Year 3

    Our project focuses on a major unsolved problem in the neural stem cell field, which is how cells respond to cues in the external environment and decide what type of mature cells to form. Interaction of proteins on the cell surface with signals in the transplantation environment can induce stem cells to generate particular types of mature, functional cells. Thus, cell surface proteins are critical for directing transplanted stem cells to form the appropriate types of mature cells to treat injury or disease. A key modification regulating cell surface proteins is glycosylation, which is the addition of sugars onto proteins and has not been well studied in neural stem cells. We hypothesize key players directing cellular decisions are sugar-coated proteins controlling how stem cells respond to extracellular cues.

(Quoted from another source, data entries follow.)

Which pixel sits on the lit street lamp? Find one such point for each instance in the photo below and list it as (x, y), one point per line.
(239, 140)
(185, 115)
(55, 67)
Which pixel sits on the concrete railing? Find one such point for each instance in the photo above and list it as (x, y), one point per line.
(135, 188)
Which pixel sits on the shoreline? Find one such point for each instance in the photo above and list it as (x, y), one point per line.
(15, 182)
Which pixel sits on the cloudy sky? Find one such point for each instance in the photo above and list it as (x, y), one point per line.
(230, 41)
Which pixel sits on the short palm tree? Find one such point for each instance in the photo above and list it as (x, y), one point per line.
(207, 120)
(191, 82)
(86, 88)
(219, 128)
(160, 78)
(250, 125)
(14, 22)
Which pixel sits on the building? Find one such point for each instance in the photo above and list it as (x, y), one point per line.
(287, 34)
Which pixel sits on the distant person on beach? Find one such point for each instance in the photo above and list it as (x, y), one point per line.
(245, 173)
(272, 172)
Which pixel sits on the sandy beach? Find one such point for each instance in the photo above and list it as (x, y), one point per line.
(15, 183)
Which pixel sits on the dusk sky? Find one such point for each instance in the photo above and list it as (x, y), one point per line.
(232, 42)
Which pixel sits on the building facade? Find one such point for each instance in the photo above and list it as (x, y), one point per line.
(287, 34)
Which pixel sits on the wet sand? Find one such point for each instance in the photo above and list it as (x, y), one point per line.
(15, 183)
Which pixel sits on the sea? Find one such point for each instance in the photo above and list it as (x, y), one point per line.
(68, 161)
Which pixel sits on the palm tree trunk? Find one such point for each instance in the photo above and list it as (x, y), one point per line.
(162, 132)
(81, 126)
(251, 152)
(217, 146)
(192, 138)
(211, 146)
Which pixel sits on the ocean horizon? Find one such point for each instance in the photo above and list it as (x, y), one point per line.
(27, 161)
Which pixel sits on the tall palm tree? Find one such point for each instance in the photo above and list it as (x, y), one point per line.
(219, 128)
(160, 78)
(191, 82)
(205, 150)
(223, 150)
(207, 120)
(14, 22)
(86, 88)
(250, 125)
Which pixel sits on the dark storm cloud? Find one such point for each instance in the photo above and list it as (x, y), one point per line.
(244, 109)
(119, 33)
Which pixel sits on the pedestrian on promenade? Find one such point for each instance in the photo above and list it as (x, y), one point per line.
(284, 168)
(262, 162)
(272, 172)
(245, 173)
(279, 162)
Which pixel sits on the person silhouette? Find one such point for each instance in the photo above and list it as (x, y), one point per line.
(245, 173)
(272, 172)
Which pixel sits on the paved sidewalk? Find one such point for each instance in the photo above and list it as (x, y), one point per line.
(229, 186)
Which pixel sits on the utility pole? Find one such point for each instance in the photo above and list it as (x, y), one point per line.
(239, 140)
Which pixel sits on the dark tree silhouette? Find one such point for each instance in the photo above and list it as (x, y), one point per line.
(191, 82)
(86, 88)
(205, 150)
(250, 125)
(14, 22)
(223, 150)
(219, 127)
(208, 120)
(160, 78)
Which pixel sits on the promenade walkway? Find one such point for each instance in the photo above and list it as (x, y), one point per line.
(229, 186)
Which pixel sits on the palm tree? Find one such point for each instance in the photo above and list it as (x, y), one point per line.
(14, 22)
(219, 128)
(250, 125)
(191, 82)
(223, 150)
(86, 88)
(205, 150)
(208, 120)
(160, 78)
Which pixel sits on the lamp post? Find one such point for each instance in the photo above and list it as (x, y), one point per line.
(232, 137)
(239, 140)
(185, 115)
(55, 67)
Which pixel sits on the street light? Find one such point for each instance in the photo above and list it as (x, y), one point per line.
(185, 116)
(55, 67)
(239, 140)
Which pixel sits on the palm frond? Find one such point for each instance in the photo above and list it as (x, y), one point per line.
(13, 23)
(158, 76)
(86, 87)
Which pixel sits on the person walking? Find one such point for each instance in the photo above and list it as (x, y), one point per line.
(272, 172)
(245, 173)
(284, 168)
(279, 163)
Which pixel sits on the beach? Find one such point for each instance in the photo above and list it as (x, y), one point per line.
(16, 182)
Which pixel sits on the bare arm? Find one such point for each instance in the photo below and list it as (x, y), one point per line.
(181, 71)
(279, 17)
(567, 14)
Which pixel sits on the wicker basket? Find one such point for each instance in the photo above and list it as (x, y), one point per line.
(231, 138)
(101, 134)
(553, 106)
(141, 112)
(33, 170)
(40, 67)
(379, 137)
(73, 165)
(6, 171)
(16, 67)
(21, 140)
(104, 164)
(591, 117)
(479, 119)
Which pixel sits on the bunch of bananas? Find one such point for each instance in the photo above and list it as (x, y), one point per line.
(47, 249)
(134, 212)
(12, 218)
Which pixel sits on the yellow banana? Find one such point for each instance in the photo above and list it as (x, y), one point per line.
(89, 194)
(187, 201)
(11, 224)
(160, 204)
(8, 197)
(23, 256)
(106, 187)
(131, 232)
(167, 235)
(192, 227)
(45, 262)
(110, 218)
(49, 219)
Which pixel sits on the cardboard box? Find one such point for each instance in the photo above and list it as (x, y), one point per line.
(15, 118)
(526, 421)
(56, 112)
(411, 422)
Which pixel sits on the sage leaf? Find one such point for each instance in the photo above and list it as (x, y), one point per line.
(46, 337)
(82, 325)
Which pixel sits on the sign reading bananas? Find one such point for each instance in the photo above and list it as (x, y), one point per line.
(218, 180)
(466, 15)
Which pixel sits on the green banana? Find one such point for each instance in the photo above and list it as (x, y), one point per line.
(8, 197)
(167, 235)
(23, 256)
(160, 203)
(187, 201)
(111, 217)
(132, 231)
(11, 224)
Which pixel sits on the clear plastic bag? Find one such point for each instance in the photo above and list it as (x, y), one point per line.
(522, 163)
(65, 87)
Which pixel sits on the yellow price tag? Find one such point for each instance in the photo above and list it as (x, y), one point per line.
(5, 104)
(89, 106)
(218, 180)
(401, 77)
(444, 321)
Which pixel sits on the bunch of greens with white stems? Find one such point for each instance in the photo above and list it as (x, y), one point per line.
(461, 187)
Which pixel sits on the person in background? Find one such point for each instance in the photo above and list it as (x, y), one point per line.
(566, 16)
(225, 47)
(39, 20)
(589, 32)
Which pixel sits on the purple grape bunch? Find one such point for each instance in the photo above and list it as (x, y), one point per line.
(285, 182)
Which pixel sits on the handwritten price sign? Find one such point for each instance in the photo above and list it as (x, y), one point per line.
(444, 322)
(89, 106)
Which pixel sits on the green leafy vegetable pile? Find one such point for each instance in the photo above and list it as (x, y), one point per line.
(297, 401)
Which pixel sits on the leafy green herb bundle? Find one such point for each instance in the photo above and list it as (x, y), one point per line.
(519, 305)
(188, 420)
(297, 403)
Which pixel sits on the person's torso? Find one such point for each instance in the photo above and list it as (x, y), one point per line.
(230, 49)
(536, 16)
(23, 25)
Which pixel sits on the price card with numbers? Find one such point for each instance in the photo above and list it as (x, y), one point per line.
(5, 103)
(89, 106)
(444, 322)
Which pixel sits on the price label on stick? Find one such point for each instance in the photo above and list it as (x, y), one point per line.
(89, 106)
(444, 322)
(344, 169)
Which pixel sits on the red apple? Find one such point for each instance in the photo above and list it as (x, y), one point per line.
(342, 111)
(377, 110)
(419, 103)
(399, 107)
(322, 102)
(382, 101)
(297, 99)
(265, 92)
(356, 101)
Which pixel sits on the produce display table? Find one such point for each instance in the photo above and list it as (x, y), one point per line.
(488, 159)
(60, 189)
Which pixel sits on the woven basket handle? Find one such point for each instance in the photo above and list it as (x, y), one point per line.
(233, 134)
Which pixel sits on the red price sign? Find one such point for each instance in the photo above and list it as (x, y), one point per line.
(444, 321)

    This year on the project we found that inherent electrical properties of cells in stem cell populations can be used to isolate them from other types of cells. We made new devices that use a novel approach without cell labeling to enrich cells that preferentially form the mature cell type astrocytes (astrocyte precursor cells). The new device is faster and gives better sorting than our previous versions. Enriched astrocyte precursors have more activity in a particular glycosylation pathway that adds highly branched sugars to proteins. We found these sugars are not just markers revealing what type of mature cells will form, but actively direct the emergence of mature cells. Cells pushed to have more of these sugars resist forming mature cells and when they do mature, the types of cells that form shift depending on the available external cues.  We analyzed large data sets to identify proteins changed on the cell surface as cells form different types of mature cells. Our goal is to better understand the development of mature cells, particularly astrocytes and neurons, which will improve the use of these cells to treat brain diseases and injuries.